The year is 2120, and Nikos Wulf is at the top of his game. Within Winnipeg’s sublevels, he is the undisputed king of bounty hunters, working for the elite Bounty Commission Eco-Terror Taskforce. The job: defend the ecological infrastructure holding back climate collapse. But when a series of bounties go wrong, Nikos finds himself on the trail of a troubling new player among the city’s anti-establishment. Duty bound to protect the people, Nikos must risk it all to unearth an insidious enemy bent on destroying everything he’s ever known.
Read a thrilling excerpt from the book now!
Book Club Questions:
- Discuss the dual meaning behind the novel's title "Bounty" and how it appears implicitly and explicitly throughout the story.
- The novel concerns a business/market-focused response to climate change, in what ways, large and small, can you see this throughout the story? Discuss potential alternative responses to the climate crisis.
- The cli-fi genre, of which the novel is a part, concerns social, cultural, and political changes in response to climate change. Discuss aspects of the novel's world where this is shown. Would you consider these changes good or bad by today's standards? Could you see any of these occurring?
- Human enhancement, through cybernetic prothesis, medication, and technology, are a major component to this world. Many bioethicists believe we already live in an era of human enhancement. In what ways do you see yourselves or the people around you being "enhanced" by technology?
- In the novel, climate change has effectively been halted, and humanity is beginning the process of "pushing the climate clock back." Do you think that's possible with how we currently view solutions to the climate crisis? Or do things need to get worse before they can get better.
- Do you think there is a price humanity should be willing to pay to respond to climate change, or ensure humanity is more resilient?
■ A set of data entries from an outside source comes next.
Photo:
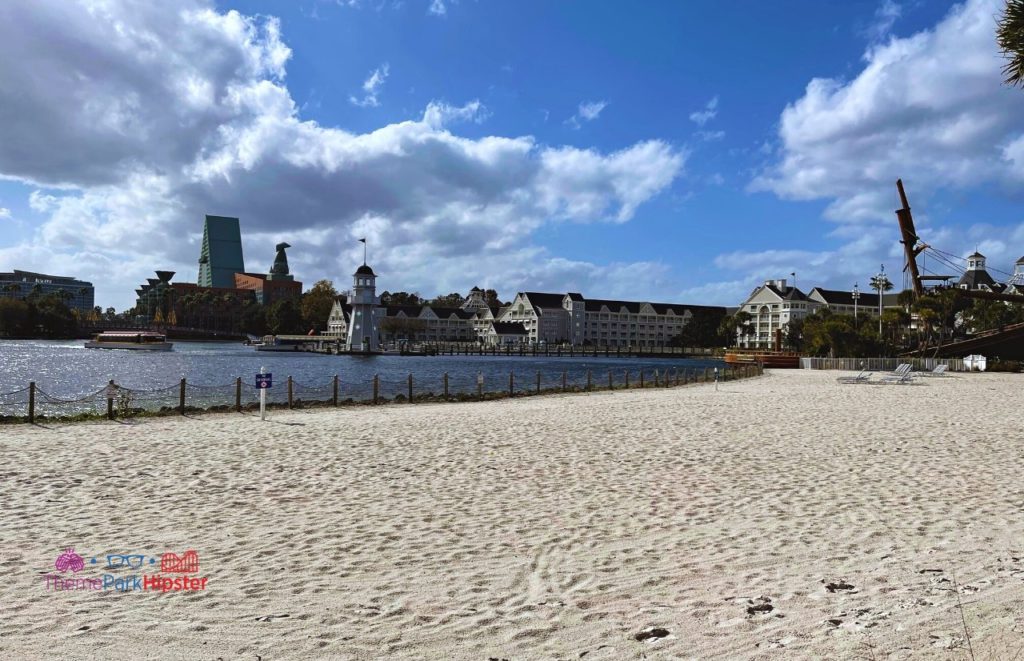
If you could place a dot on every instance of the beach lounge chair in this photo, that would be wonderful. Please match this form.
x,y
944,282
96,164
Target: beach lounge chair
x,y
861,378
901,375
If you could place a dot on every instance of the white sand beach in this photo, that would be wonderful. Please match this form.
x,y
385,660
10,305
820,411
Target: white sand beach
x,y
780,517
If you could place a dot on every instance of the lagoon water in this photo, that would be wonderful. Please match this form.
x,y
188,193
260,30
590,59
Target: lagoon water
x,y
69,370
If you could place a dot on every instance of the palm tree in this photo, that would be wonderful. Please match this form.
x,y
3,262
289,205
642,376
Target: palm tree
x,y
881,283
1010,36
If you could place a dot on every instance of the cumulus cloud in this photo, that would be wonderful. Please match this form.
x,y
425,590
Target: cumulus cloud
x,y
885,17
372,87
709,113
930,107
587,112
183,112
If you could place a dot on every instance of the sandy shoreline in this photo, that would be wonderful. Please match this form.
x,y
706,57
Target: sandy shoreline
x,y
551,527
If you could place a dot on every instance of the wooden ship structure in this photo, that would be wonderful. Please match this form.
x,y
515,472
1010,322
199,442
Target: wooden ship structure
x,y
1007,342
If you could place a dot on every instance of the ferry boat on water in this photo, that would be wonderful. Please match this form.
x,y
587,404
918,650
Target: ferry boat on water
x,y
143,341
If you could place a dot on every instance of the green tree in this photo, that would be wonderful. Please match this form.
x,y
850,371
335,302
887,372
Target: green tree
x,y
881,283
1010,36
733,324
284,317
13,318
316,304
491,298
452,300
702,329
49,317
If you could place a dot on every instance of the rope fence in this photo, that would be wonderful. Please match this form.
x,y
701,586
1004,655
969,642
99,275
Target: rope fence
x,y
114,401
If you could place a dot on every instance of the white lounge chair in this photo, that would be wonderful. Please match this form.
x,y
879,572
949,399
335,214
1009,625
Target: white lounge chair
x,y
901,375
861,378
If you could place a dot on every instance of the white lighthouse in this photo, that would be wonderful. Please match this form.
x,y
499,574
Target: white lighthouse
x,y
363,324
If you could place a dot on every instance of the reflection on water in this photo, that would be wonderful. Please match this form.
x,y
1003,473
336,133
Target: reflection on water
x,y
69,369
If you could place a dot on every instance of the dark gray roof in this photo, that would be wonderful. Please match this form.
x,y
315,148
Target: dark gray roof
x,y
410,310
417,310
509,327
444,313
975,277
840,297
788,294
542,300
595,305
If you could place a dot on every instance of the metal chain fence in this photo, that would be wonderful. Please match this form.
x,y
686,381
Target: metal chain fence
x,y
32,403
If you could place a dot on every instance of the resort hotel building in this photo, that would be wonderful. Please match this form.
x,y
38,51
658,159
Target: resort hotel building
x,y
775,303
77,295
531,317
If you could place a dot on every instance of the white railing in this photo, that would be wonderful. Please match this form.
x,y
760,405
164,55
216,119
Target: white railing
x,y
881,364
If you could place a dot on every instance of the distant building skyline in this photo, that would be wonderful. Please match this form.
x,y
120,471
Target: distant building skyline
x,y
77,295
220,256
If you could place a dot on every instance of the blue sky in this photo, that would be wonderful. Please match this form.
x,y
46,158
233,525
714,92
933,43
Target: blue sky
x,y
655,150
- Nikos Wulf, and many of the other characters in the novel, are bounty hunters, a group of citizen peacekeepers. This vocation was created to put policing and criminal justice back "in the hands of the people." In an era with rampant police spending, and calls for complete overhauls or curtailing of such spending, do you think there will ever be an appetite for such a system? In what ways does it exacerbate or maintain the issues with criminal justice that already exist today?
- In the novel, Nikos states that the anti-establishment groups have legal and illegal purposes/businesses in the city. The Plainswalkers, for instance, provide locally grown and processed food to the people of the sublevels, creating jobs and ensuring the less fortunate of the city have healthy things to eat. In your mind, does the good outweigh the bad?
- While drinking at Haven, Mack remarks that credits are a universal currency, meaning they are the preferred currency across the globe. Do you think this is a feasible idea in today's world and beyond? Could concepts like the Eurozone be extended far enough to encompass the whole planet?
- Would you describe the world presented in Bounty as a utopia or dystopia? Why or why not?
- Is this a future you'd be ok living in? Why or why not?
- At its core, Bounty explores what would happen if we continued to look to corporations and billionaires to save us from the challenges of our lives (i.e. climate change). Do you believe this is inherently good or bad? At what point do "benevolent corporations" become less-than benevolent? Or do human needs clash too much with corporate needs.